The Book of Lies
- Author: Aleister Crowley
- Language: English
- Genre: Occult
- Publication date: 1913
- Publication place: United Kingdom
- Media type: Print (Paperback)
- Pages: 200 pp
- ISBN: 0-87728-516-0

= The Book of Lies (Crowley) =

1913 book by Aleister Crowley

Laylah (Leila Waddell) was Aleister Crowley's muse during the writing of The Book of Lies and is referenced many times within it.

The Book of Lies (full title: Which is also Falsely Called BREAKS. The Wanderings or Falsifications of the One Thought of Frater Perdurabo, which Thought is itself Untrue. Liber CCCXXXIII [Book 333]) is a book written by English occultist and teacher Aleister Crowley (using the pen name of Frater Perdurabo) and first published in 1913. As Crowley describes it: "This book deals with many matters on all planes of the very highest importance. It is an official publication for Babes of the Abyss, but is recommended even to beginners as highly suggestive."

The book consists of 93 chapters, each of which consists of one page of text. The chapters include a question mark, an exclamation mark, poems, rituals, instructions, and obscure allusions and cryptograms. The subject of each chapter is generally determined by its number and its corresponding Qabalistic meaning. Around 1921, Crowley wrote a short commentary about each chapter, assisting the reader in the Qabalistic interpretation.

Several chapters and a photograph in the book reference Leila Waddell, whom Crowley called Laylah, and who, as Crowley's influential Scarlet Woman, acted as his muse during the writing process of this volume.

==Details==
The title page contains the following paraphrase of Alfred, Lord Tennyson:

Break, break, break
At the foot of thy stones, O Sea!
And I would that I could utter
The thoughts that arise in me!

An explanation of the title on the facing page ends with the sentence, "There is no joke or subtle meaning in the publisher's imprint." Yet according to Robert Anton Wilson in his 1977 book Cosmic Trigger I: The Final Secret of the Illuminati:

This might have been a veiled warning about what will follow, but is actually the first lie in the book; occult historian Francis King has carefully determined the date on the imprint is inaccurate by at least a year.

In his Confessions, Crowley discusses how the book was to lead to his joining Ordo Templi Orientis. He wrote each chapter at lunch or dinner "by the aid of Dionysos", with one chapter that was especially troubling. He eventually was able to get it written after much effort, but he remained dissatisfied and angry with it. Not too long after it had been published, he was visited by Theodor Reuss, then head of the order.

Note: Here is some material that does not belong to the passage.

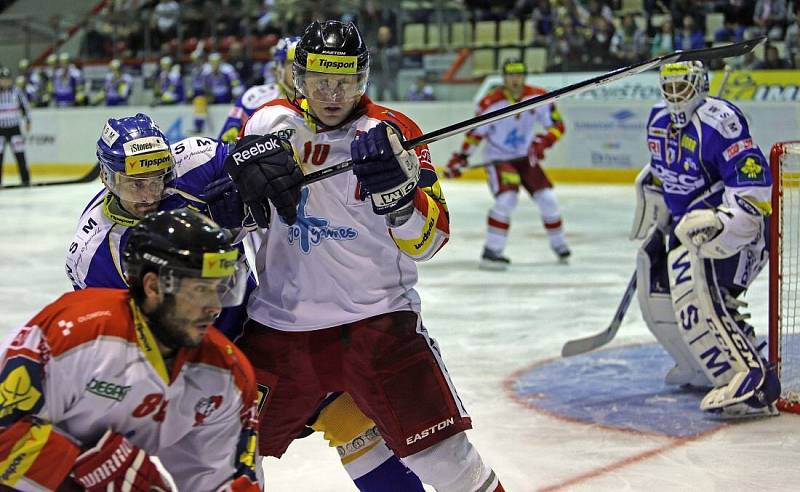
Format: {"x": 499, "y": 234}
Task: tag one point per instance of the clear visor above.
{"x": 330, "y": 88}
{"x": 211, "y": 292}
{"x": 144, "y": 188}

[Reuss] said that since I was acquainted with the supreme secret of the Order, I must be allowed the IX° and obligated in regard to it. I protested that I knew no such secret. He said, "But you have printed it in the plainest language." I said that I could not have done so because I did not know it. He went to the bookshelves and, taking out a copy of The Book of Lies, pointed to a passage in the despised chapter. It instantly flashed upon me. The entire symbolism, not only of freemasonry but of many other traditions, blazed upon my spiritual vision. From that moment the O.T.O. assumed its proper importance in my mind. I understood that I held in my hands the key to the future progress of humanity.

Aleister Crowley wrote that this could not have happened the way he remembered it, since The Book of Lies had not yet come out when he joined the O.T.O.

Assuming this event did take place, readers have suggested various possible chapters that might contain the secret. Wilson points to Chapter 69, "The Way to Succeed—and the Way to Suck Eggs!" (sucking seed and sucking eggs referring to mutual oral sex), while Crowley's book De Arte Magica names Chapter 36, "The Star Sapphire", a ritual related chapter.

==Mass of the Phoenix==
Chapter 44 of the book is a ritual named the Mass of the Phoenix. The ritual has been performed by many practitioners during the years, including Robert Anton Wilson, who describes his experience with it in Cosmic Trigger II: Down to Earth. Within this ritual, the practitioner consumes a Cake of Light (a wafer made from meal, honey, olive oil, oil of Abramelin, and blood, semen, or both).

==Editions==
- Original limited edition, 1913
- The Hayden Press, Ilfracombe, Devon, 1962. with commentary edited by Mr. Karl Johannes Germer.
- Red Wheel Weiser, June 1970. ISBN 0-87728-018-5
- Weiser Books, reprint edition, June 1986. ISBN 0-87728-516-0

== In popular culture ==

American Industrial metal band Ministry released their 1992 album Psalm 69: The Way to Succeed and the Way to Suck Eggs in 1992.